Keadaan morfologi tanaman, daya apung dan cara penyebaran bibitnya serta persaingan antar spesies, merupakan faktor lain dalam penentuan zonasi ini. Formasi hutan mangrove yang terbentuk di kawasan mangrove biasanya didahului oleh jenis pohon pedada dan api-api sebagai pionir yang memagari daratan dari kondisi laut dan angin. Jenis-jenis ini mampu hidup di tempat yang biasa terendam air waktu pasang karena mempunyai akar pasak. Pada daerah berikutnya yang lebih mengarah ke daratan banyak ditumbuhi jenis bakau (Rhizophora spp.). Daerah ini tidak selalu terendam air, hanya kedang-kadang saja terendam air. Pohon tancang tumbuh di daerah berikutnya makin menjauhi laut, ke arah daratan. Daerah ini tanahnya agak keras karena hanya sesekali terendam air yaitu pada saat pasang yang besar dan permukaan laut lebih tinggi dari biasanya.

Gambar.1. Zonasi penyebaran jenis pohon mangrove.
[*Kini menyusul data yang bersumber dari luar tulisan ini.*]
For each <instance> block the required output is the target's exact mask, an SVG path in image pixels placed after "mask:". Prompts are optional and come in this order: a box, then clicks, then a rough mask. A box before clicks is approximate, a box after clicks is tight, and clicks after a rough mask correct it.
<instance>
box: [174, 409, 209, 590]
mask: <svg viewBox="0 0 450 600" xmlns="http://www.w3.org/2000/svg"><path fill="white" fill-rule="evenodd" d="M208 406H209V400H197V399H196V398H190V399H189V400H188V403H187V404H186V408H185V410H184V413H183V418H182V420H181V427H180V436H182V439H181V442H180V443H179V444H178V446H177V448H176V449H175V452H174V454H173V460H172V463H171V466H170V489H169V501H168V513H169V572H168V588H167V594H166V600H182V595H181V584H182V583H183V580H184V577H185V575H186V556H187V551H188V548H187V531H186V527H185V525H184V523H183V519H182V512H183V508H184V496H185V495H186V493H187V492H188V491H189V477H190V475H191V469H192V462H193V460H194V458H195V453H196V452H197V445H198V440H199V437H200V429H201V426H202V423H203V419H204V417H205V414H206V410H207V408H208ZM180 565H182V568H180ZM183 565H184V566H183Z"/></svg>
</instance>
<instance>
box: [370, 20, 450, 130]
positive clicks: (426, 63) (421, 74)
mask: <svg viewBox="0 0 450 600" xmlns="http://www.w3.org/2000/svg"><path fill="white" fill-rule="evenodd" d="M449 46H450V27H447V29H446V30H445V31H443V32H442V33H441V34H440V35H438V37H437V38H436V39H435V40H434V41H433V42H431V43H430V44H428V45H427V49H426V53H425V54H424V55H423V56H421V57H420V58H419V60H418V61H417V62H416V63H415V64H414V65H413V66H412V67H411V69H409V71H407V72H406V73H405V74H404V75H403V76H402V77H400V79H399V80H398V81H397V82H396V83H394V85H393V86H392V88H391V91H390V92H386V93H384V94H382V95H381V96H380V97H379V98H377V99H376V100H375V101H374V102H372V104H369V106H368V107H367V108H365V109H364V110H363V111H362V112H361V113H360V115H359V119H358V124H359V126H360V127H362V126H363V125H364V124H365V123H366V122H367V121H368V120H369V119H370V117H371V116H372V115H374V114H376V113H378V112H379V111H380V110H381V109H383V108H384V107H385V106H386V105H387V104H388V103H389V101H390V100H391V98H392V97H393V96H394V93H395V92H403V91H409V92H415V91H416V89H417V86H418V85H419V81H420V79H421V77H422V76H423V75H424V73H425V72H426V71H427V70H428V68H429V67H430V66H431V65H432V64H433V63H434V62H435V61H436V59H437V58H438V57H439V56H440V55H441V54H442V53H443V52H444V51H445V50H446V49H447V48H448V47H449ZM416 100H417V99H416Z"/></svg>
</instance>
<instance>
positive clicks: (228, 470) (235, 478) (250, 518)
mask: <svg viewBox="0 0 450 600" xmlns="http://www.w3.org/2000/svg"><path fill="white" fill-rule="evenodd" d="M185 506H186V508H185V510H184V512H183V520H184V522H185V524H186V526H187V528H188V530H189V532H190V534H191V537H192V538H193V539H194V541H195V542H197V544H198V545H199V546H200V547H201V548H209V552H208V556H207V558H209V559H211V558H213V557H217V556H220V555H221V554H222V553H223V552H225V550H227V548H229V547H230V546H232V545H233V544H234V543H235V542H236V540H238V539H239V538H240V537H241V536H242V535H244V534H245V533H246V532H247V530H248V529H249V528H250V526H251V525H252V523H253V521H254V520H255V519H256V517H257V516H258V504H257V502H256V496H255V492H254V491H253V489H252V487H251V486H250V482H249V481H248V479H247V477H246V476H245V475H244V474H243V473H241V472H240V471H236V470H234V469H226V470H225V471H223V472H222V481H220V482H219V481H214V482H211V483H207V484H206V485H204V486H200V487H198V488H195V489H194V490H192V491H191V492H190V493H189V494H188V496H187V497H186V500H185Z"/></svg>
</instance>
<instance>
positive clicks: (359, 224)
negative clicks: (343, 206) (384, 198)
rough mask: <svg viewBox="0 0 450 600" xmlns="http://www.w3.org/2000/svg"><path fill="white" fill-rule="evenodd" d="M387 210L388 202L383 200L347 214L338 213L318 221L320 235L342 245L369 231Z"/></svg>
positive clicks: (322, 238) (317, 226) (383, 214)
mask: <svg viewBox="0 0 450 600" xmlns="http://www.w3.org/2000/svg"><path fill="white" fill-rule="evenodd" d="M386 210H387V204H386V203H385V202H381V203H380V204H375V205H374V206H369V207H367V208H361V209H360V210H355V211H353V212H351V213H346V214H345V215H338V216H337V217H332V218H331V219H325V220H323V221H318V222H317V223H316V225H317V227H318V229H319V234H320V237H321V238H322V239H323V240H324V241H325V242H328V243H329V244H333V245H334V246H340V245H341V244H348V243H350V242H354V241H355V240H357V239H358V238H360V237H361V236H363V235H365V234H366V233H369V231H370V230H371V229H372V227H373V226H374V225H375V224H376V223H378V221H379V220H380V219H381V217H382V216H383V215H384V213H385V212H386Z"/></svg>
Umumnya di perbatasan daerah laut didominasi jenis mangrove pionir Avicennia spp. dan Sonneratia spp. Di pinggiran atau bantaran muara sungai, Rhizophora spp. yang menempati. Di belakang zona ini merupakan zona campuran jenis mangrove seperti Rhizophora spp., Sonneratia spp., Bruguiera spp., dan jenis pohon yang berasosiasi dengan mangrove seperti tingi (Ceriops sp,) dan panggang (Excoecaria sp.). Di sepanjang sungai di bagian muara biasanya dijumpai pohon nipah (Nypa fruticans).
Manfaat Mangrove
Ekosistem hutan mangrove memberikan banyak manfaat baik secara tidak langsung (non economic value) maupun secara langsung kepada kehidupan manusia (economic vallues).
Beberapa manfaat yang tidak langsung sebagai konsumsi manusia antara lain adalah:
1) Menumbuhkan pulau dan menstabilkan pantai.
Salah satu peran dan sekaligus manfaat ekosistem mangrove, adalah adanya sistem perakaran mangrove yang kompleks dan rapat, lebat dapat memerangkap sisa-sia bahan organik dan endapan yang terbawa air laut dari bagian daratan. Proses ini menyebabkan air laut terjaga kebersihannya dan dengan demikian memelihara kehidupan padang lamun (seagrass) dan terumbu karang. Akar pohon mangrove juga menjaga pinggiran pantai dari bahaya erosi.
2) Sebagai peredam gelombang dan angin, pelindung dari abrasi, penahan intrusi air laut ke darat, penahan lumpur dan perangkap sedimen.
3) Menjernihkan air.
Akar pernafasan (akar pasak) dari api-api dan tancang bukan hanya berfungsi untuk pernafasan tanaman saja, tetapi berperan juga dalam menangkap endapan dan bisa membersihkan kandungan zat-zat kimia dari air yang datang dari daratan dan mengalir ke laut.
4) Mengawali rantai makanan.
Daun mangrove yang jatuh dan masuk ke dalam air. Setelah mencapai dasar teruraikan oleh mikro organisme (bakteri dan jamur). Hasil penguraian ini merupakan makanan bagi larva dan hewan kecil air yang pada gilirannya menjadi mangsa hewan yang lebih besar serta hewan darat yang bermukim atau berkunjung di habitat mangrove.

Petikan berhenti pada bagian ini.